The thin film advantage
Spann points out that one in three buildings in Britain are unable to support the weight of traditional roof-mounted solar panels, a fact that is not surprising given Britain’s aging building stock.
Commercial industrial roofs in particular are a “very exciting” application, according to Spann, as many industrial facilities, including Power Roll’s, are unable to support the weight of silicon panels but have enormous power needs – a clear use case for the technology.
Furthermore, in what Spann calls a “somewhat left-field” application for the technology, floating solar power – which we explored in a previous study Solar energy portal blog post – is an extremely useful use case for the technology, with the flexible nature of the film playing extremely well with the ever-changing nature of ocean waves.
There is another area that Spann is personally passionate about as a use case for the technology: off-the-grid applications. With more than 600 million people around the world having no access to electricity at all, let alone green electricity, the opportunity to bring cost-effective, lightweight technology to the farthest corners of the world is something Spann calls “huge and exciting.” , because you really make a difference”.
He adds: “If there’s a surface, there’s potential there.”
Thin-film solar energy: the commercial future
Any new technology will eventually raise the difficult issue of commercialization, and this, Spann says, is where the company will focus much of its efforts over the next five years and beyond. The company recently received a £4.3 million funding injection from the Northern Powerhouse Investment Fund II (NPIF II), and last month the company partnered with packaging manufacturer Amcor to expand Power Roll’s processes in the UK.
Power Roll is currently developing a gigafactory to produce the technology at scale and plans to locate the factory in County Durham to bring the next steps in the green revolution to the area. Once completed, this plant will be the first gigawatt-scale solar plant in the UK.
Spann notes that the company has just appointed a new COO, joining from electronics giant Hitachi, and adds that continued capital is the final piece of the puzzle. He says: “We have the plans, we have proven production. We now need the capital to deploy that, and we hope to close that round within a few months.”
In addition to this first gigafactory, world domination comes in the form of licensing production facilities around the world.

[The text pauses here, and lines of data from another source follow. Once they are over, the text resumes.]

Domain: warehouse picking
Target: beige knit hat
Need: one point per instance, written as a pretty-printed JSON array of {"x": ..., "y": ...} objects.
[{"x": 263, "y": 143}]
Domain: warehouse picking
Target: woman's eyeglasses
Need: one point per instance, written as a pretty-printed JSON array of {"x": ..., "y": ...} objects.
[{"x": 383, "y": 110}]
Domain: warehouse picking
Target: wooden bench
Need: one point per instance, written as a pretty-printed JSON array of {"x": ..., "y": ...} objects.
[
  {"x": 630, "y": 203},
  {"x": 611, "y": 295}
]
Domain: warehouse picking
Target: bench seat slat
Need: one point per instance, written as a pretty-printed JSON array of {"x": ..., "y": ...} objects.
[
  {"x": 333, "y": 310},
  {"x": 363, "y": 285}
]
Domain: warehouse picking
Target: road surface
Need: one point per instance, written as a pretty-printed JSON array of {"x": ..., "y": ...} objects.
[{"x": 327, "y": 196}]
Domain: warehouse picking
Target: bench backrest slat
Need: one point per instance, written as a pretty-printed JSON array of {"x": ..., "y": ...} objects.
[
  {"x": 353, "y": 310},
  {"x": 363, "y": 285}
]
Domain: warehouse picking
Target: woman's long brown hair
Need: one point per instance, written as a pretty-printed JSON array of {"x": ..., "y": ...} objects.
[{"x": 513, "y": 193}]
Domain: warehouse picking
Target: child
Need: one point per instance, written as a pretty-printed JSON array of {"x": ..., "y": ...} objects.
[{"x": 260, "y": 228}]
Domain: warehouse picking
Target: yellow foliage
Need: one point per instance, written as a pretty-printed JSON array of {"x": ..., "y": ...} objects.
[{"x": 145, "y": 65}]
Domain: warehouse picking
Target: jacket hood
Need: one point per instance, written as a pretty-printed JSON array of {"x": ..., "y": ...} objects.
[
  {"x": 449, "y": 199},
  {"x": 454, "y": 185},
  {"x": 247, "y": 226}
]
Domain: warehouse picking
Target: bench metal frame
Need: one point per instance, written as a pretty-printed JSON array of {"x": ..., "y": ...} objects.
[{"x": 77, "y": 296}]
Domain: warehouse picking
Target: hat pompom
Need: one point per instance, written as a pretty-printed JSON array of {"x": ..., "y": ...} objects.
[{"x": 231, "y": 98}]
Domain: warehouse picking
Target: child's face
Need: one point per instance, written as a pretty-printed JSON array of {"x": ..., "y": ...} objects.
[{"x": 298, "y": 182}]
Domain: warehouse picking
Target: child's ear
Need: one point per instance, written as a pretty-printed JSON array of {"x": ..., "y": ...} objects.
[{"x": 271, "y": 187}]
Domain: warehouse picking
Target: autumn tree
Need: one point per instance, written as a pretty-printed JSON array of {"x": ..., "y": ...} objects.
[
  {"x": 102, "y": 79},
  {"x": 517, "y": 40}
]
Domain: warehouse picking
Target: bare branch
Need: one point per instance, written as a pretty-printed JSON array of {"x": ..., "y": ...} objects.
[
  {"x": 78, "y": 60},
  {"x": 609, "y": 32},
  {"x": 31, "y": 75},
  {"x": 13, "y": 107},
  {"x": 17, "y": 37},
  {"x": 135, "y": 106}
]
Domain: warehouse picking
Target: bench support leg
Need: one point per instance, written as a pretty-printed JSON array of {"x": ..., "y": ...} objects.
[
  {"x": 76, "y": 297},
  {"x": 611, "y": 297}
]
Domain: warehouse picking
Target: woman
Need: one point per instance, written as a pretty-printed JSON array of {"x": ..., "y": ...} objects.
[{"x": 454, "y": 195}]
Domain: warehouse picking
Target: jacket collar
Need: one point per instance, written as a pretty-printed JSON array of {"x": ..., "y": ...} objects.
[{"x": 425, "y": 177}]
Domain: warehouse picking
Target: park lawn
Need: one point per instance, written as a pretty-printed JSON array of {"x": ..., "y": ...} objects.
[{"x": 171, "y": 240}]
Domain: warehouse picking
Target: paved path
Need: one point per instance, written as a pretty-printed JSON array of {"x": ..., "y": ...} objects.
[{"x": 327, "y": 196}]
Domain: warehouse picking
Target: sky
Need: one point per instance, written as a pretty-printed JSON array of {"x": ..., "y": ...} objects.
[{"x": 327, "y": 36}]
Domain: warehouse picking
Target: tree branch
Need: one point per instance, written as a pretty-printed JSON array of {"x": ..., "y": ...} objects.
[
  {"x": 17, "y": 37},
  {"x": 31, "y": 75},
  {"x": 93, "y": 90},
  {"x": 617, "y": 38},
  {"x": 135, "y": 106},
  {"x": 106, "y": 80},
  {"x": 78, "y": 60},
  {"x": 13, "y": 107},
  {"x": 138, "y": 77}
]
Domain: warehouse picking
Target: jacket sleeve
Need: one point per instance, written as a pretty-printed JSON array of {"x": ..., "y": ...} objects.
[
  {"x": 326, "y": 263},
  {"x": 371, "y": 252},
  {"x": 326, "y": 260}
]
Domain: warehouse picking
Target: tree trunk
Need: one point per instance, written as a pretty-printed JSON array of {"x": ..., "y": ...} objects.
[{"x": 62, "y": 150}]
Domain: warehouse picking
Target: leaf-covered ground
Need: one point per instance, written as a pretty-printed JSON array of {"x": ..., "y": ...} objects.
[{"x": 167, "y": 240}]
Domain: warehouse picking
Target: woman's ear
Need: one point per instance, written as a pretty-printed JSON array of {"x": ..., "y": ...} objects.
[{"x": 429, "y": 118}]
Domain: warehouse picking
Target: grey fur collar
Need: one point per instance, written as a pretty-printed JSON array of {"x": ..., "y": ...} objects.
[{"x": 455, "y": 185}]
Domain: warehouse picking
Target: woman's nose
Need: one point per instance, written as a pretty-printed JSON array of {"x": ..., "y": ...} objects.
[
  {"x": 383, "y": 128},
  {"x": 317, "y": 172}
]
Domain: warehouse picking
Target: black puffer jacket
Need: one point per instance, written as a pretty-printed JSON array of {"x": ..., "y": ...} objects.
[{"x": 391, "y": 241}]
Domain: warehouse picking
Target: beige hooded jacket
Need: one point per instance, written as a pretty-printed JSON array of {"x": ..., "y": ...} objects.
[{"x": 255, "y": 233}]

“Our international plan is to license and collaborate globally, so we have already engaged a number of potential commercial licensing partners early on. So the UK factory acts as a blueprint from which we can set up a factory in India, we can set up a factory in Japan, we can set up a factory in the US or Europe.
“So it is very important to really scale up solar film significantly within a five-year horizon in Great Britain, but also to scale up globally with international partners.”